Painting by Cheri Samba

Lokuta eyaka na ascenseur, kasi vérité eyei na escalier mpe ekomi. Lies come up in the elevator; the truth takes the stairs but gets here eventually. - Koffi Olomide

Ésthetique eboma vélo. Aesthetics will kill a bicycle. - Felix Wazekwa

Sunday, May 8, 2011

Rwandan ups and downs

I'm back finally after almost two weeks of absence from Congo Siasa.

While I've been missing, there have been several news stories on Rwanda. First, the trial of FDLR rebel leaders Ignace Murwanashyaka and Straton Musoni kicked off in Germany last week. They have been accused with 26 counts of crimes against humanity and 39 counts of war crimes under  new legislation that gives German courts universal jurisdiction. German prosecutors have visited the Kivus region to conduct investigations into the crimes and have spoken to FDLR victims. From what I know of the proceedings, it should be possible for the prosecutors to find at least Ignace guilty of some form of command responsibility - he was in frequent contact with FDLR commanders in the field, including during periods when FDLR troops carried out widespread abuse, and did nothing to bring those responsible to justice. There are some indications and documentation, as well, that Ignace gave concrete military orders that lead to reprisal attacks and abuses, although this might be harder to prove. Straton is a bit of a cypher - other than proving that he was the vice-president of the organization since 2005 it might be difficult to prove that he was very much involved in its day-to-day management.

In general, I think the trial could set a good precedent in terms of prosecutions under universal jurisdiction, in particular for diaspora leaders of armed groups. I doubt, however, that it will have much of an impact on the FDLR's operations other than denting their morale even further. The leaders were arrested a year and a half ago and their function have since been taken over by other FDLR members in the field.

In other news about Rwanda, a new book called Remaking Rwanda was published by Scott Straus and Lars Waldorf. In response, the Rwandan government has set up a webpage to criticize the book and several editorials have appeared in the press. The Chronicle of Higher Education has an article here on the book and the Rwandan response.

One cannot help but both admire and cringe at the Rwandan government's steely efficiency at times. Two articles this week elicited this mixed reaction from me: One, in Le Monde, recounts how President Kagame slapped the ambassador to South Africa in public at a government retreat, reprimanding him for poor performance.
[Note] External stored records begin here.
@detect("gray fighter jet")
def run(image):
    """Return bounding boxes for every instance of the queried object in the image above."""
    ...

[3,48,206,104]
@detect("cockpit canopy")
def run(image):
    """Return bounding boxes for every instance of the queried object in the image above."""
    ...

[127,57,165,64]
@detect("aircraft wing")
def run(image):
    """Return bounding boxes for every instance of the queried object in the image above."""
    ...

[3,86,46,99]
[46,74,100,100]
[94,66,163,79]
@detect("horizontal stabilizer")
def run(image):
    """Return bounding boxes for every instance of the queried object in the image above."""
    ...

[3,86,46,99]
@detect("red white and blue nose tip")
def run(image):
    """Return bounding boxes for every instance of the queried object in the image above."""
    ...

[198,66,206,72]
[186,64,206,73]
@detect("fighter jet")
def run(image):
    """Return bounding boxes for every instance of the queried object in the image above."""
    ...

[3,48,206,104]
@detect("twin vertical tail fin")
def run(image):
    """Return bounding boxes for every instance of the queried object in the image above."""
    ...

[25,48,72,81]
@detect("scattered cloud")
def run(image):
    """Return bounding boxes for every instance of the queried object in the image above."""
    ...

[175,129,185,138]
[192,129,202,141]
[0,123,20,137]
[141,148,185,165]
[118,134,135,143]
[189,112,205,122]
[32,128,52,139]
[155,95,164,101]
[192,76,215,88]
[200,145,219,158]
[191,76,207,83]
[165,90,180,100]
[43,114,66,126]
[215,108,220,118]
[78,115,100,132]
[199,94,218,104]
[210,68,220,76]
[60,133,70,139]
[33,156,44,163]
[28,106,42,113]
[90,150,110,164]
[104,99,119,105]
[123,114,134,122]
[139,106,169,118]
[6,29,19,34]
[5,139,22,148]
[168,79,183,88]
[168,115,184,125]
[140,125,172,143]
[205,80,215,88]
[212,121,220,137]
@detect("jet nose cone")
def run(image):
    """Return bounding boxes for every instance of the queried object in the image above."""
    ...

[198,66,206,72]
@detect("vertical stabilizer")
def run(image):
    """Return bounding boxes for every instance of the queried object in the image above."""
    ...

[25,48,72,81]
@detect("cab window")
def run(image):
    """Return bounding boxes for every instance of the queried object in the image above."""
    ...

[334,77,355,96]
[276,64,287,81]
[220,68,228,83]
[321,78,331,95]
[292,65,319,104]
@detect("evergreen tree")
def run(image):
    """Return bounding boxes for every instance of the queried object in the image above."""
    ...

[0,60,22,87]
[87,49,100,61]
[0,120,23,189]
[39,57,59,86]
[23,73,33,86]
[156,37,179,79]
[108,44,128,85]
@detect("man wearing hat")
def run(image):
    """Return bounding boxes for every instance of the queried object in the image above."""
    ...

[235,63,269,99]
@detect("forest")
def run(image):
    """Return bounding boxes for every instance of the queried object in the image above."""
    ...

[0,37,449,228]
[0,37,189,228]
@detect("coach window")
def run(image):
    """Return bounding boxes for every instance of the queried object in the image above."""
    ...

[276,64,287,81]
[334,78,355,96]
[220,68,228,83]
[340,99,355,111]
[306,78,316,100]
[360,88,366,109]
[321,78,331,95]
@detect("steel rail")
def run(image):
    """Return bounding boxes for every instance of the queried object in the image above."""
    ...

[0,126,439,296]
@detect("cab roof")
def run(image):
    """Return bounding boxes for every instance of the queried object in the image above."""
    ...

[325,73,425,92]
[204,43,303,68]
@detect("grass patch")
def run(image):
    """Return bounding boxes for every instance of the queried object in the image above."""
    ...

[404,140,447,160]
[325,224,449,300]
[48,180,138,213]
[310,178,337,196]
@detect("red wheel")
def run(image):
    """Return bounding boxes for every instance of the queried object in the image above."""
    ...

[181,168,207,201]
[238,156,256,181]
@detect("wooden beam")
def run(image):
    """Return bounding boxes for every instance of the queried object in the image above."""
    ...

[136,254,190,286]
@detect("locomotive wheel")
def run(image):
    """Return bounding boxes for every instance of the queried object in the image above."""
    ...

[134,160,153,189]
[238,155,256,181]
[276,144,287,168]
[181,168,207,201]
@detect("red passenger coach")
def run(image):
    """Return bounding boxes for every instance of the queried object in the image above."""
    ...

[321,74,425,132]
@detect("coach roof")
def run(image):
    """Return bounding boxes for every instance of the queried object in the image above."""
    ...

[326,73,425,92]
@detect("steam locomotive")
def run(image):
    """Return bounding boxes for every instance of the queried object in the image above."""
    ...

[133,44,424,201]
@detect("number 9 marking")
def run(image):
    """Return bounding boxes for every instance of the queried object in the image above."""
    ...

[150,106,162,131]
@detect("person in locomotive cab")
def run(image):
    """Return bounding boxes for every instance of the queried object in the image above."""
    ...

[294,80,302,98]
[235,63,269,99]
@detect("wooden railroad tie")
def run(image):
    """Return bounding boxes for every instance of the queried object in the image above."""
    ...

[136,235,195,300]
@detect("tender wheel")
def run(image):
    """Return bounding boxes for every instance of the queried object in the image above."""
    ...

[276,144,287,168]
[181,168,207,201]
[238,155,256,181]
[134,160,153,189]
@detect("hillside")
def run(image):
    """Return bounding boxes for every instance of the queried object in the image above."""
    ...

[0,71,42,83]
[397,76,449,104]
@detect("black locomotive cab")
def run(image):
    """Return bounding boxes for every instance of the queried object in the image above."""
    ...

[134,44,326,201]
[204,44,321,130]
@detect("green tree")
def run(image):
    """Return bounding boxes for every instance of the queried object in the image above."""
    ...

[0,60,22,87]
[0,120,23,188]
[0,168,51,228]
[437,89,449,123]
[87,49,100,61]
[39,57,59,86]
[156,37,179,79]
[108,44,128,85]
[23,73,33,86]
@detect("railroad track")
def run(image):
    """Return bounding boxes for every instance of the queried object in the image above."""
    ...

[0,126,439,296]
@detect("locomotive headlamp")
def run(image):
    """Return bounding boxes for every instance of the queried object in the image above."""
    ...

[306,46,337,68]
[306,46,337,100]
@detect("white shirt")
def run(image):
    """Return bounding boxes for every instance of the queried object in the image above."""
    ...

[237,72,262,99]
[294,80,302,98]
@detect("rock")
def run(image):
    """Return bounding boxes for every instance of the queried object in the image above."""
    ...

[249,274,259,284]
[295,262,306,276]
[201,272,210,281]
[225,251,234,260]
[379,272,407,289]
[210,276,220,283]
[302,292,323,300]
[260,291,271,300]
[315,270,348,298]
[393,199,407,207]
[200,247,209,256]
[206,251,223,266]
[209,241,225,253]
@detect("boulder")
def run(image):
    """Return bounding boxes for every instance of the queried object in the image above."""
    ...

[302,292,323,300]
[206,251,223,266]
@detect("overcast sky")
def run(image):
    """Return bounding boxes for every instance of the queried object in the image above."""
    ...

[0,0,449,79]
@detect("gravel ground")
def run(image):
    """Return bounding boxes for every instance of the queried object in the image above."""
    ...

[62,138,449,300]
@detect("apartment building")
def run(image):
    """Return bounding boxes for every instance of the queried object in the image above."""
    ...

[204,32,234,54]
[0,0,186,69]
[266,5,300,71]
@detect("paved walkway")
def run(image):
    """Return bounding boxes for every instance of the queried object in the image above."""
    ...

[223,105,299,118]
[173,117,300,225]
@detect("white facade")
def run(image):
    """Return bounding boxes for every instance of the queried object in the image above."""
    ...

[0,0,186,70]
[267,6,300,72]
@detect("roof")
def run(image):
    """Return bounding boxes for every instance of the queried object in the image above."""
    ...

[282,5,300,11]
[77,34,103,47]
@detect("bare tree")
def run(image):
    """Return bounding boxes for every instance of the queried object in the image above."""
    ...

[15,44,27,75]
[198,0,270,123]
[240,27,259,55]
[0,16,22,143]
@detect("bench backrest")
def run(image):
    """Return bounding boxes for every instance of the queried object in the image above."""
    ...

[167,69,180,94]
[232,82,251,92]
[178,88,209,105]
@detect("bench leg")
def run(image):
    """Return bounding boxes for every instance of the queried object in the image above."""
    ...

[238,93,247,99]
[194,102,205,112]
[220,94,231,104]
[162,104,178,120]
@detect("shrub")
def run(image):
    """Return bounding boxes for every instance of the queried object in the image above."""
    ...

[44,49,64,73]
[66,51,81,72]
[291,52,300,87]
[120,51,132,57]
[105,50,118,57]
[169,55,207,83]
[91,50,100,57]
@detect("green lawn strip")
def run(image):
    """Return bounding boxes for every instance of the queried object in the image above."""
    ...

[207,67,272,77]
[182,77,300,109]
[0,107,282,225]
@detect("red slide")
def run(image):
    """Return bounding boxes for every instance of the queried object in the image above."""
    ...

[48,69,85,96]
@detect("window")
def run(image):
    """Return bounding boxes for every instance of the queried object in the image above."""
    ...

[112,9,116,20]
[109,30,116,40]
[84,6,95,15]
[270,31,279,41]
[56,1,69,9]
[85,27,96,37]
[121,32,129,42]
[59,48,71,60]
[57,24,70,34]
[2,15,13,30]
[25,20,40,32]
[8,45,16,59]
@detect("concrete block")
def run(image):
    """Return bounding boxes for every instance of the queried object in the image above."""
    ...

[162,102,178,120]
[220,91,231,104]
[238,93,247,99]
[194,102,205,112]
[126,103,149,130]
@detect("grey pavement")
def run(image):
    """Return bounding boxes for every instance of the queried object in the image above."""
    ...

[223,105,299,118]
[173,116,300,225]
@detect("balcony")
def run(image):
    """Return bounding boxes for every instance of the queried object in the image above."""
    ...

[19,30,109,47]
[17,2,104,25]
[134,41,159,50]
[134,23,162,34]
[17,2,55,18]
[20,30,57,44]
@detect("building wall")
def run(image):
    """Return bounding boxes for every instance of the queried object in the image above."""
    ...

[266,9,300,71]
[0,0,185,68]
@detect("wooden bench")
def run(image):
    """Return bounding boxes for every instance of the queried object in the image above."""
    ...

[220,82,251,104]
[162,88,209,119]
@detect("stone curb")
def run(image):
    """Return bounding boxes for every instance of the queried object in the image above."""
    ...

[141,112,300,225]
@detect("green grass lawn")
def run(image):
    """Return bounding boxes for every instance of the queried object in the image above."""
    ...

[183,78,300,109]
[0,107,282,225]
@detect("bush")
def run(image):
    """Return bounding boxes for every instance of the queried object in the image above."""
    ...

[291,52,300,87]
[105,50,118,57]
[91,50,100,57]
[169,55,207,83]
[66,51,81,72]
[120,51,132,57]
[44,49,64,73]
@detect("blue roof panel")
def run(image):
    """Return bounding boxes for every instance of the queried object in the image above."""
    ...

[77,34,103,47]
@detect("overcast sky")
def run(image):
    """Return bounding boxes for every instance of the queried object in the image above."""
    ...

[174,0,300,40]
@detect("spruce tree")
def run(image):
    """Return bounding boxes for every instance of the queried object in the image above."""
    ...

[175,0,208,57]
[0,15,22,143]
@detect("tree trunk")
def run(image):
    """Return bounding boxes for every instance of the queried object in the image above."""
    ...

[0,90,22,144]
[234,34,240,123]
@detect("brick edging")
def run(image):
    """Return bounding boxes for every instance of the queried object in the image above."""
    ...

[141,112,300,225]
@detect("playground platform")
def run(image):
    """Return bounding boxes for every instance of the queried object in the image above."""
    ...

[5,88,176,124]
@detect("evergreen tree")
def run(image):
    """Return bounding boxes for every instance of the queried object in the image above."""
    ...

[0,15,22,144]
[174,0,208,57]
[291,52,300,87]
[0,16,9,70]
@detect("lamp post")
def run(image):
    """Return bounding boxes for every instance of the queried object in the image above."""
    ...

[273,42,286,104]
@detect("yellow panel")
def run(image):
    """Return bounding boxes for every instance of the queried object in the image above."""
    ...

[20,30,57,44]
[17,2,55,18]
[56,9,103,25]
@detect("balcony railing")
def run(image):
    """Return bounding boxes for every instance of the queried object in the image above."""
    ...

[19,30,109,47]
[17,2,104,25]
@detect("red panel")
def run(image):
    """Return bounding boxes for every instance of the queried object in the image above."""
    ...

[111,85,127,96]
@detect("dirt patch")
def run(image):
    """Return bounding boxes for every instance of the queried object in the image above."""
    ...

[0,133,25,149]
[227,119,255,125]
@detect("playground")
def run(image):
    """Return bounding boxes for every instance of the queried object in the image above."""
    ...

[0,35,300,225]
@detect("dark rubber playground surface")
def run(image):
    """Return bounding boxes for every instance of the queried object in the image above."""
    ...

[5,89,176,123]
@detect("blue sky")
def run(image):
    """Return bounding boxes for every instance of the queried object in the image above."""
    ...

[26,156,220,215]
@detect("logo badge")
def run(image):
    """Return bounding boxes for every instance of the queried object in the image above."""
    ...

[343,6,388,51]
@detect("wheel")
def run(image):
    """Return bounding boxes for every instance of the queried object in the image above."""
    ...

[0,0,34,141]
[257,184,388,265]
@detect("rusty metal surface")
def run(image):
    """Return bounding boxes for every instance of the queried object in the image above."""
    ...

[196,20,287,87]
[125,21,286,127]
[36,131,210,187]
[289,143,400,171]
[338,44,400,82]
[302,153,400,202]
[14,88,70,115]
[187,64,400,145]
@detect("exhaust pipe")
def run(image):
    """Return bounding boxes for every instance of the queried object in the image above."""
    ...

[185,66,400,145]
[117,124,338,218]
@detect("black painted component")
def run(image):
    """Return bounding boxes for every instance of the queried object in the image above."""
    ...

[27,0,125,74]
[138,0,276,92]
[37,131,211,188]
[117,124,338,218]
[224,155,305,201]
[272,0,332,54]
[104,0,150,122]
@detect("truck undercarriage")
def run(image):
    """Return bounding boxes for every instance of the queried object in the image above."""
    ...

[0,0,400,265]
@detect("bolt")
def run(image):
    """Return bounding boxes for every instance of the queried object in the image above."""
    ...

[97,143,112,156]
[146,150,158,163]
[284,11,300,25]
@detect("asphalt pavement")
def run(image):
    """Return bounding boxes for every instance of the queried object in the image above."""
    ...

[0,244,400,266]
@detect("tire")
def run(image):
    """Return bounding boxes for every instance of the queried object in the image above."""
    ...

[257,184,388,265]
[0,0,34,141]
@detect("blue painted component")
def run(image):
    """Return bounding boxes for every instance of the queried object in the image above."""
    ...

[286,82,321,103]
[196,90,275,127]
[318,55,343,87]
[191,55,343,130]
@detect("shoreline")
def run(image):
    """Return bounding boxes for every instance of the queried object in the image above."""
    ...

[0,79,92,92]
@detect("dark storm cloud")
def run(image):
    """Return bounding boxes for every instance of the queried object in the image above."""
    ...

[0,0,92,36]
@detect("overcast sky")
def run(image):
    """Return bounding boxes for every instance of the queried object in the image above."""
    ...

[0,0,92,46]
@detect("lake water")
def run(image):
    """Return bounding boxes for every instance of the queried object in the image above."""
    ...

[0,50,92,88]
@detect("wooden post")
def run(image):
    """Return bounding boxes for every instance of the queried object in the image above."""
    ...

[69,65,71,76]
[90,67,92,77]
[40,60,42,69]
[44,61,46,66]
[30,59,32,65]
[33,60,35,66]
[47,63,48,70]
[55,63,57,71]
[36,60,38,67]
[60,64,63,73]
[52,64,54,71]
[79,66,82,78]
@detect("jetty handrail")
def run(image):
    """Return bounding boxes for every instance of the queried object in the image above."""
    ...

Another, by IPS, looks at the government's reforms in the housing sector, suggesting that the president's directives to replace grass huts with sturdy structures has lead to an excess of zeal on the part of local administrators who have torn down hundreds of houses - especially belonging to pygmies - without providing adequate substitutes.

Summarizing, Reuters put up a Factbox of key political risks to watch - but also some sunny economic indicators - here.


Anonymous said...

My French isn't up to translating the Le Monde article but my understanding is that the former Ambassador to SA was "reprimanded for poor performance" (revealed in fact by his own verbal intervention) but the suggestion that he was "slapped [by Kagame] in public at a government retreat" is wrong ("slapped down verbally" perhaps is what you/the writer intended). The identity of the new ambassador to South Africa was confirmed in the reshuffle announced last Friday.

Jason Stearns said...

Maybe I missed a nuance in the French, but this is the literal translation: Severely blamed for his performance, the diplomat decided to leave the room. Ordered to come back to the lobby, he was slapped there in front of numerous witnesses by President Kagame.

(Sévèrement mis en cause pour ses performances, le diplomate avait décidé de quitter la salle. Sommé de revenir dans le hall de l'hôtel, il s'y est fait gifler devant de nombreux témoins par le président Kagamé.)

Jason Stearns said...

I double-checked with the author. Indeed: physically slapped.

Anonymous said...

There is nothing suprising about Kagame slapping a diplomat who is falling out of favour. Actually it is his normal style of registering his disatisfaction with his government members. He slapped several of his generals and government ministers before. It is not for nothing that is a well known dictator. His entourage fears him more than it fears wild lions.

Anonymous said...

presumably because there are no lions, wild or otherwise, in Rwanda.

Anonymous said...

"It is not for nothing that is a well known dictator."

How is he a dictator? Are you attempting to use the denotative meaning of the word or are you just being hyperbolic?